Quiz #1 Flashcards
Exam Prep
Errors due to _____ are errors made as a result of choosing a learning algorithm that is not well suited for the data or problem.
A. Bias
B. Variance
C. Sampling
D. Noise
A. Bias
Which of these is a regression problem?
A. Can I determine a person’s income based on their age and type of job?
B. Which states have the highest infant mortality rate?
C. How can I group supermarket products using purchase frequency?
D. Identify similarities in shopping patterns between customers of a department store.
A. Can I determine a person’s income based on their age and type of job?
Clustering is a type of unsupervised learning.
True
False
True
The _______ of a dataset represents the number of features in the dataset.
A. Resolution
B. Density
C. Dimensionality
D. Coarseness
C. Dimensionality
As the complexity of a model increases, bias decreases but variance increases.
True
False
True
Which of these terms is used to describe the degree to which data exists for each feature of all observations.
A. Density
B. Resolution
C. Dimensionality
D. Coarseness
A. Density
As part of the data transformation process, we sometimes have to discretize our data or create dummy variables. Which of these is a reason why we would need to do this?
A. It helps when trying to fix duplicate data.
B. This is an important step in balancing imbalanced datasets.
C. Some algorithms only work with either continuous or discrete variables.
D. This is an approach to normalize our data set.
C. Some algorithms only work with either continuous or discrete variables.

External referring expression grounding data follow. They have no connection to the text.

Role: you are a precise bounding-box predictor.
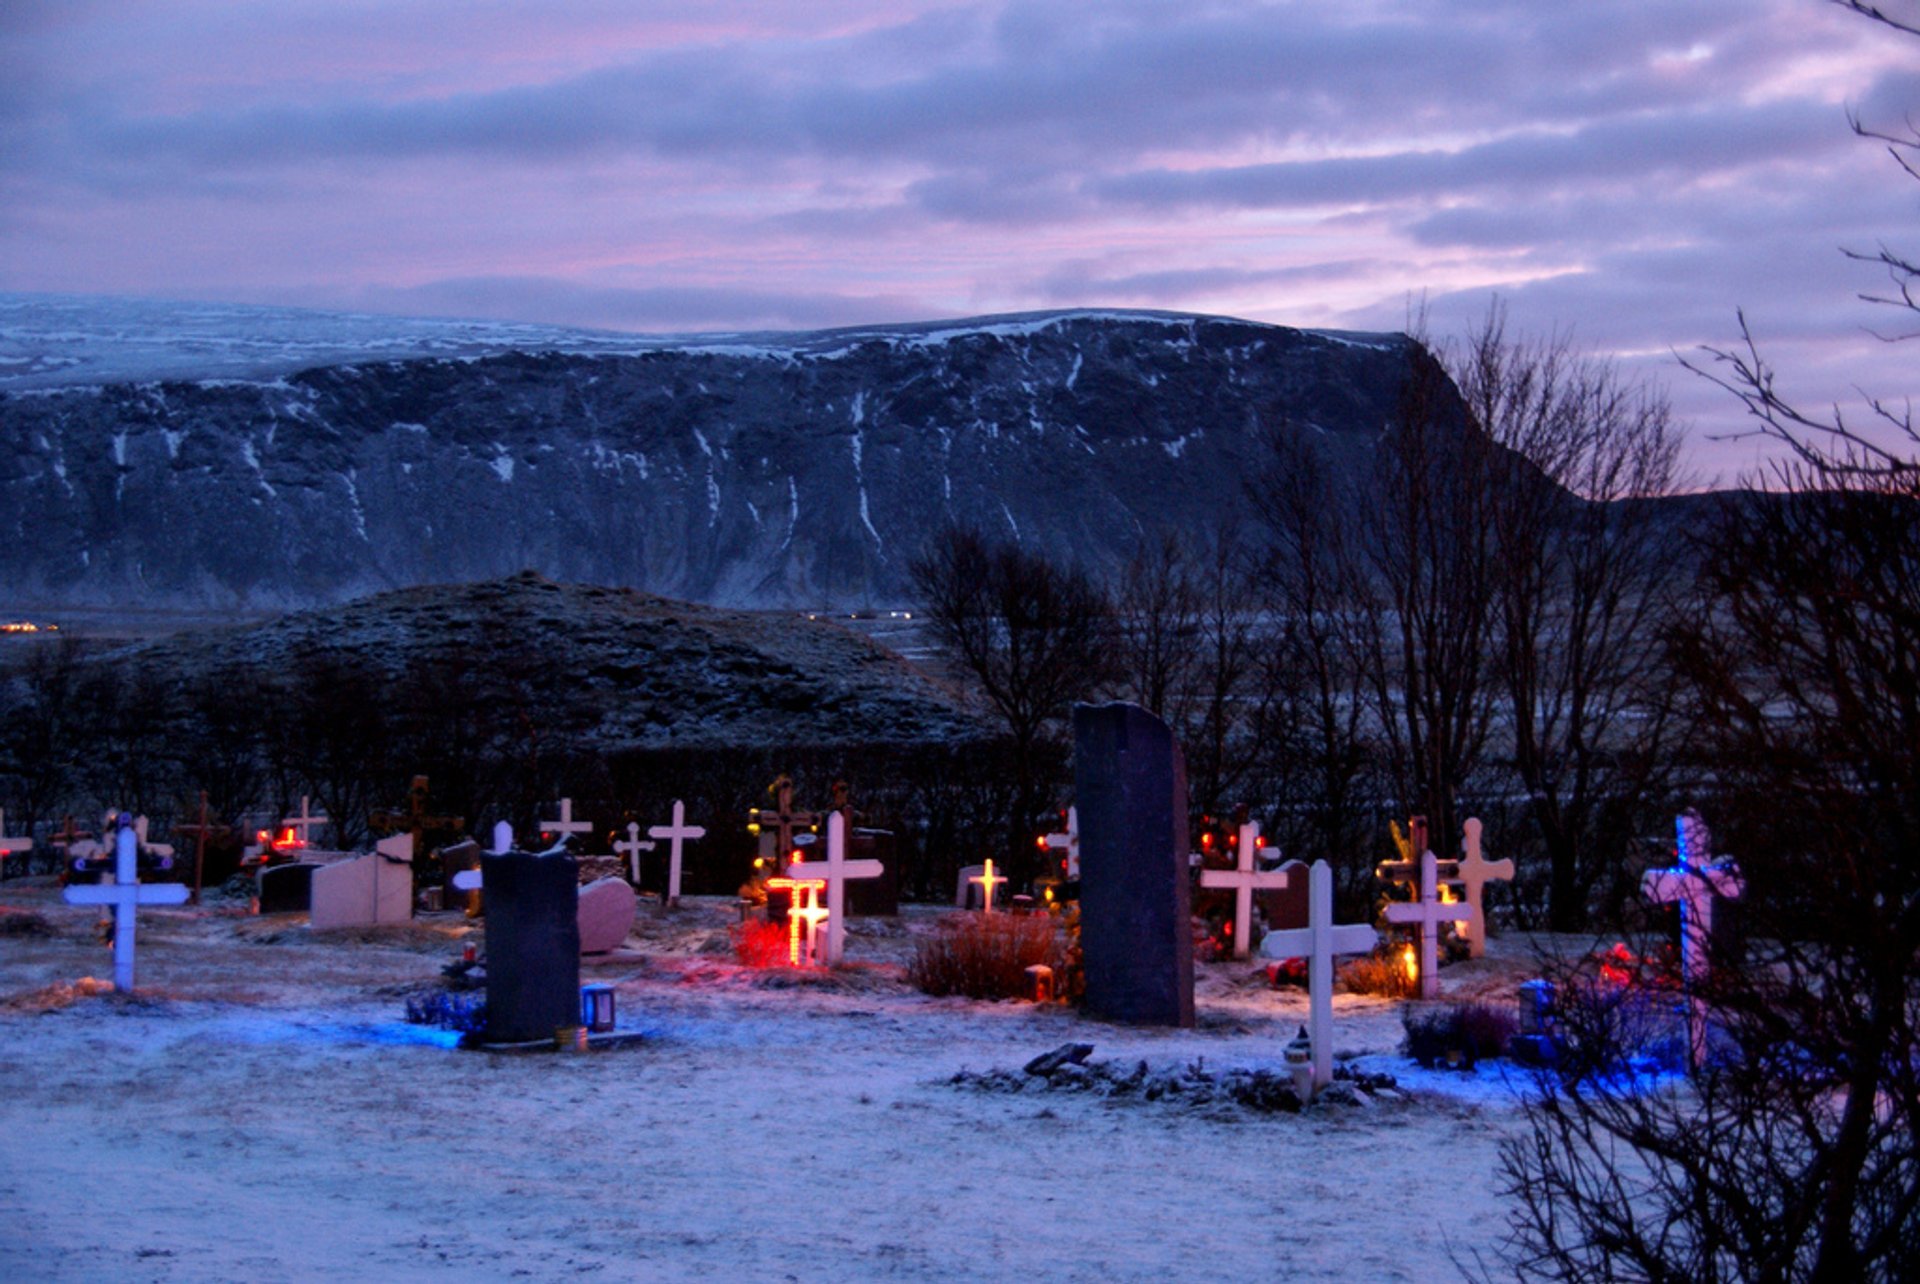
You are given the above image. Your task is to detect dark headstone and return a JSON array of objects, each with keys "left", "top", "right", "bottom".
[
  {"left": 480, "top": 847, "right": 581, "bottom": 1044},
  {"left": 440, "top": 839, "right": 482, "bottom": 905},
  {"left": 846, "top": 828, "right": 899, "bottom": 917},
  {"left": 1260, "top": 858, "right": 1310, "bottom": 933},
  {"left": 1073, "top": 702, "right": 1194, "bottom": 1027},
  {"left": 257, "top": 861, "right": 319, "bottom": 914}
]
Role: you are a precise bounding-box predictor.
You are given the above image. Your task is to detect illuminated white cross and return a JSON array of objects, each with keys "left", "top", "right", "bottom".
[
  {"left": 1643, "top": 810, "right": 1744, "bottom": 1068},
  {"left": 1450, "top": 818, "right": 1512, "bottom": 959},
  {"left": 1259, "top": 859, "right": 1377, "bottom": 1096},
  {"left": 615, "top": 822, "right": 655, "bottom": 886},
  {"left": 539, "top": 798, "right": 594, "bottom": 845},
  {"left": 62, "top": 819, "right": 188, "bottom": 991},
  {"left": 648, "top": 800, "right": 705, "bottom": 906},
  {"left": 1383, "top": 850, "right": 1479, "bottom": 1000},
  {"left": 1199, "top": 820, "right": 1291, "bottom": 960},
  {"left": 783, "top": 811, "right": 882, "bottom": 966},
  {"left": 280, "top": 795, "right": 331, "bottom": 847},
  {"left": 969, "top": 858, "right": 1008, "bottom": 912},
  {"left": 766, "top": 868, "right": 829, "bottom": 966},
  {"left": 1044, "top": 806, "right": 1080, "bottom": 879}
]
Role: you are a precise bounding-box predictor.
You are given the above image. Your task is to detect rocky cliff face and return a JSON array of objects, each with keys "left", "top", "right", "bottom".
[{"left": 0, "top": 308, "right": 1424, "bottom": 609}]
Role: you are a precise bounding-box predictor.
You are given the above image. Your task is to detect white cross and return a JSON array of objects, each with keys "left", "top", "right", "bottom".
[
  {"left": 110, "top": 813, "right": 174, "bottom": 861},
  {"left": 783, "top": 811, "right": 882, "bottom": 966},
  {"left": 0, "top": 811, "right": 31, "bottom": 863},
  {"left": 767, "top": 868, "right": 829, "bottom": 967},
  {"left": 1450, "top": 818, "right": 1512, "bottom": 959},
  {"left": 540, "top": 798, "right": 594, "bottom": 845},
  {"left": 280, "top": 795, "right": 331, "bottom": 847},
  {"left": 1044, "top": 806, "right": 1080, "bottom": 879},
  {"left": 648, "top": 800, "right": 705, "bottom": 906},
  {"left": 1259, "top": 859, "right": 1377, "bottom": 1097},
  {"left": 1383, "top": 851, "right": 1479, "bottom": 1000},
  {"left": 969, "top": 858, "right": 1008, "bottom": 912},
  {"left": 1198, "top": 820, "right": 1291, "bottom": 960},
  {"left": 615, "top": 822, "right": 656, "bottom": 886},
  {"left": 1643, "top": 810, "right": 1744, "bottom": 1068},
  {"left": 62, "top": 820, "right": 188, "bottom": 991}
]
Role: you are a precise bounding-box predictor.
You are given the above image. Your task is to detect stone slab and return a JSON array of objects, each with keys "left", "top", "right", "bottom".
[{"left": 577, "top": 877, "right": 637, "bottom": 954}]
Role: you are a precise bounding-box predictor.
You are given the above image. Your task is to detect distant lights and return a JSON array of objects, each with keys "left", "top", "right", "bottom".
[{"left": 0, "top": 621, "right": 55, "bottom": 634}]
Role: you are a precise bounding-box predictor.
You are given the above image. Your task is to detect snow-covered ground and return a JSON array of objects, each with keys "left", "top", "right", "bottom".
[{"left": 0, "top": 884, "right": 1553, "bottom": 1281}]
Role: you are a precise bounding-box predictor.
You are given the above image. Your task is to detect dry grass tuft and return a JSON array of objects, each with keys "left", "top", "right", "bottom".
[
  {"left": 1339, "top": 949, "right": 1418, "bottom": 999},
  {"left": 909, "top": 912, "right": 1065, "bottom": 1000}
]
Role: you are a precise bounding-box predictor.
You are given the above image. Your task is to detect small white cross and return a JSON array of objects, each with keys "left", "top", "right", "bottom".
[
  {"left": 783, "top": 811, "right": 882, "bottom": 966},
  {"left": 1450, "top": 818, "right": 1512, "bottom": 959},
  {"left": 1198, "top": 820, "right": 1291, "bottom": 960},
  {"left": 62, "top": 820, "right": 188, "bottom": 991},
  {"left": 969, "top": 858, "right": 1008, "bottom": 912},
  {"left": 1044, "top": 806, "right": 1080, "bottom": 879},
  {"left": 615, "top": 822, "right": 655, "bottom": 886},
  {"left": 1259, "top": 859, "right": 1377, "bottom": 1096},
  {"left": 540, "top": 798, "right": 595, "bottom": 845},
  {"left": 280, "top": 795, "right": 331, "bottom": 847},
  {"left": 648, "top": 800, "right": 705, "bottom": 906},
  {"left": 1383, "top": 851, "right": 1479, "bottom": 1000}
]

Which of these types of visualizations is best to use to explore the correlation between two continuous features?
A. Scatter plot
B. Sankey diagram
C. Histogram
D. Pie chart
A. Scatter plot
In class we discussed 6 stages in the “Analytic Process”. Which of these is not one of those stages?
A. Data Exploration
B. Validation and Interpretation
C. Data Summarization
D. Modeling
C. Data Summarization
A dataset with two class values that is significantly skewed (more than 90%) towards one of those class values is known as _______ dataset.
A. an inverted
B. a bimodal
C. an imbalanced
D. a skewed
C. an imbalanced
The method of imputation that fills in missing values using similar instances from the same dataset is known as _________ imputation.
A. Same-deck
B. Cold-deck
C. Hot-deck
D. Warm-deck
C. Hot-deck
The goal of unsupervised learning is to predict future outcomes based on prior experience.
True
False
False
Error due to \_\_\_\_\_\_\_\_ are errors made as a result of not providing the learning algorithm with the right amount or type of training data. A. Bias B. Sampling C. Randomness D. Variance
D. Variance
The attribute or feature that you are trying to predict, which is described by the other features within an instance is known as the \_\_\_\_\_\_\_\_. A. Instance B. Feature C. Class D. Dependent variable
C. Class
Color, shape, angle and number of edges are examples of nominal (or discrete) features.
True
False
False